I will describe how ideas from such diverse areas as abstract algebra, number theory, probability, information theory, and physics slowly made it from the blackboard into products, and outline the main challenges that we face today.
*Light refreshments will be served before the lecture at 3:30pm.
Matrix Computations and Scientific Computing Seminar: Matrix Factorization for Movie Recommendations
Wednesday, May 6, 11:00 am-12:00pm, 380 Soda Hall, UC Berkeley
Harald Steck, Netflix
The Netflix recommender system for movies and TV shows is comprised of an ensemble of models. The talk will focus on matrix factorization models. Users' feedback data (e.g., played or rated titles) can be represented in a matrix involving users and movies/TV shows. Such a matrix has several interesting properties: (1) it is sparse (i.e., each user rated only a small number of titles), (2) it is tall and thin (i.e., there are many more users than titles), and (3) there are various selection biases in the data. The latter means that there is information in which entries are present in the sparse matrix (besides the information in the entries' values). An example of a selection bias is that a user tends to rate items that they like or know, resulting in an under-representation of low rating values in the data. Another example is that users tend to rate movies with similar release-years together. I will discuss different matrix factorization models tailored to these properties of the data. The models are optimized by stochastic gradient descent toward a personalized ranking of the movies for each user, rather than toward predicting missing entries in the matrix.
Sponsored by the Department of Mathematics at UC Berkeley.

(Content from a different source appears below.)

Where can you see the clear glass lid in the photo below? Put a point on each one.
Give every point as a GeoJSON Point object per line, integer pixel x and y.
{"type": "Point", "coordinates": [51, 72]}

Digital Neuromorphic Systems
Thursday, May 7, 11:00am-12:00 pm, 540 Cory Hall, UC Berkeley
Rajit Manohar, Cornell University
The field of neuromorphic VLSI aims to replicate the functionality of biological systems using conventional electronic circuits. In collaboration with IBM research, we recently developed TrueNorth---a low power single-chip million neuron neuromorphic system implemented with digital self-timed circuits. We present the six-year journey: what we started out to build, what we learned along the way, and the final design embodied in TrueNorth.
Sponsored by the Electrical Engineering and Computer Sciences (EECS) Department at UC Berkeley.